Today is the Fourth Sunday of Eastertide. Today is frequently called Good Shepherd Sunday because of two readings (Psalm 23; John 10.1-10) which reflect on Christ as the Good Shepherd. Having spent some time with Psalm 23 this week, here are a few thoughts from that contemplation.
The Lord is my shepherd;
I shall not be in want.
You make me lie down in green pastures
and lead me beside still waters.
You revive my soul
and guide me along right pathways for your name’s sake.
Though I walk through the valley of the shadow of death,
I shall fear no evil;
for you are with me;
your rod and your staff, they comfort me.
You spread a table before me
in the presence of those who trouble me;
you have anointed my head with oil,
and my cup is running over.
Surely goodness and mercy shall follow me all the days of my life,
and I will dwell in the house of the Lord for ever.

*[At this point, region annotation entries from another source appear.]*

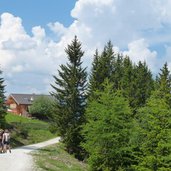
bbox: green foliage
[29,95,54,120]
[130,62,154,111]
[51,37,87,157]
[134,92,171,171]
[82,82,132,171]
[156,63,171,107]
[0,71,6,128]
[89,41,114,96]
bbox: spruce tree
[133,91,171,171]
[51,36,87,157]
[130,61,154,111]
[89,41,114,95]
[82,81,132,171]
[0,71,6,128]
[156,63,171,107]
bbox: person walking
[2,129,11,153]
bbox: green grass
[33,143,88,171]
[6,113,57,147]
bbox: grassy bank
[33,143,88,171]
[6,113,57,147]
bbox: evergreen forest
[0,36,171,171]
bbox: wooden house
[6,94,49,116]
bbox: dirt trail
[0,137,60,171]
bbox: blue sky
[0,0,171,94]
[0,0,76,32]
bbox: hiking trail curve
[0,137,60,171]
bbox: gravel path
[0,137,60,171]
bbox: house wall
[6,97,28,116]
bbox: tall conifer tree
[51,36,87,157]
[89,41,114,95]
[156,63,171,107]
[131,61,154,110]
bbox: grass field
[33,143,88,171]
[6,113,57,148]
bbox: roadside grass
[6,113,57,148]
[32,143,89,171]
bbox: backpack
[4,133,10,142]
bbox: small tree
[29,95,54,120]
[0,71,6,127]
[82,82,132,170]
[134,91,171,171]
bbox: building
[6,94,51,116]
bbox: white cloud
[48,22,67,36]
[0,0,171,91]
[123,39,157,71]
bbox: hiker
[2,129,11,153]
[0,129,4,153]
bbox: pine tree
[111,54,124,91]
[0,71,6,128]
[134,91,171,171]
[156,63,171,107]
[51,36,87,157]
[89,41,114,94]
[82,81,132,171]
[130,61,154,111]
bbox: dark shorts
[4,141,10,145]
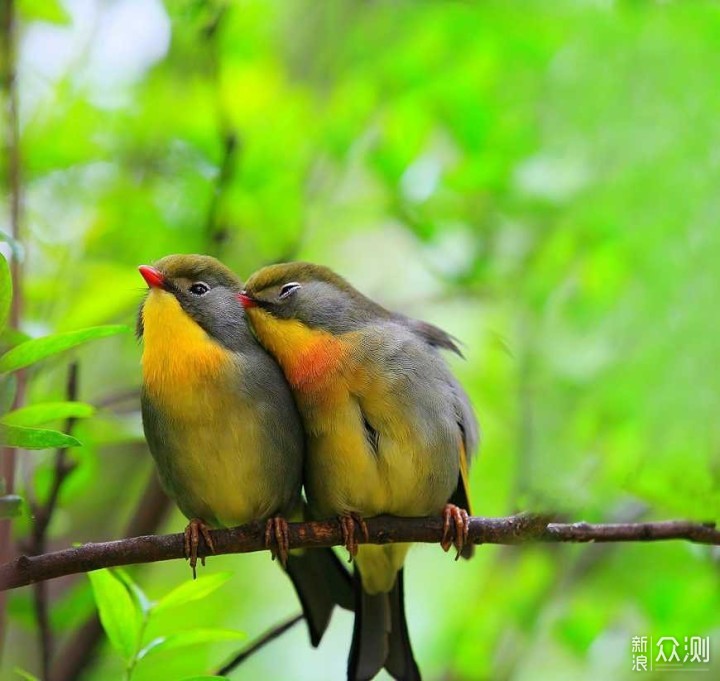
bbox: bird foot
[338,513,370,563]
[185,518,215,579]
[265,515,290,567]
[440,504,470,560]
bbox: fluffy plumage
[245,263,478,679]
[137,255,352,645]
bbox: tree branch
[0,514,720,590]
[28,362,78,679]
[0,0,27,659]
[215,613,305,676]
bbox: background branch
[0,0,26,659]
[50,468,172,681]
[0,514,720,590]
[28,362,78,679]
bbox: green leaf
[113,568,153,615]
[0,374,17,414]
[0,324,130,372]
[0,423,82,449]
[0,253,12,331]
[88,569,142,661]
[0,326,32,349]
[18,0,70,24]
[153,572,232,612]
[137,629,246,660]
[0,494,22,518]
[0,402,95,426]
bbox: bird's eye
[278,281,302,300]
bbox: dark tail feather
[348,567,391,681]
[385,570,420,681]
[285,549,353,647]
[348,569,420,681]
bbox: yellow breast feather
[248,308,349,392]
[142,289,230,404]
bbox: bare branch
[29,362,78,679]
[0,514,720,590]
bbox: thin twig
[0,514,720,590]
[215,613,304,676]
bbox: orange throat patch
[248,308,349,392]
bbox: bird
[137,255,353,646]
[240,262,479,681]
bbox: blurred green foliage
[0,0,720,681]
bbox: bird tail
[348,569,420,681]
[285,549,354,647]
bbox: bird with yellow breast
[240,263,478,681]
[137,255,352,645]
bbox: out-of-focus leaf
[0,423,82,449]
[0,324,130,372]
[0,253,12,331]
[113,568,152,614]
[18,0,70,24]
[0,326,32,348]
[88,569,142,660]
[0,494,22,518]
[0,402,95,427]
[137,629,246,660]
[153,572,232,612]
[0,374,17,414]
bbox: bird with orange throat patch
[241,263,478,681]
[138,255,353,645]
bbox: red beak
[238,291,257,310]
[138,265,165,288]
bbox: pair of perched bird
[138,255,478,681]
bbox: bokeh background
[0,0,720,681]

There are clear themes of caretaking in this psalm. We are like sheep, God is like our shepherd. Willing to guide us, find us when we wander astray, and defend us from predators when needed. This guidance and care may take the form of gentle discipline, evidenced by God's rod and staff employed in shepherding us.
Images of kingly caretaking appear in the second-to-last verse. God's hospitality in spreading a table for us, sharing the bounty of creation and ensuring we are fed. We are anointed by God with oil, a sign of powerful blessing further evidenced in cups that run over, so abundant is the feast laid before us by our divine host.
What I found most interesting in this time of contemplation and reflection on the psalm was the final verse. The idea that, because of our membership in God's flock, goodness and mercy will follow us all the days of our lives. In the past, on hearing this verse, I did not imagine much about the nature of following. I assumed it would be a rather passive act. That goodness and mercy would trail behind me, perhaps entering the lives of others if I had the grace to be particularly Christlike for a moment.
But what if that is not what "follow" means in this case? What if, instead of trailing behind where I choose to go, goodness and mercy are pursuing me? Perhaps my own path is not the easiest one for them to follow, but they chase doggedly after me, determined to deliver their blessings. Like a wayward sheep, if I were to stop, listen, and turn around, I would see God and the blessings God has sent for me. It is my own pride, arrogance, and will that keep goodness and mercy chasing me rather than occupying the central place in my life that they deserve and are meant to hold.
God revives my soul, first out of enslavement to sin and death and then again and again when I fall into sin. If only I have the humility and wisdom to repent and return to the Lord. To stop, turn, and see goodness and mercy ever chasing me, like a good shepherd after a lost sheep.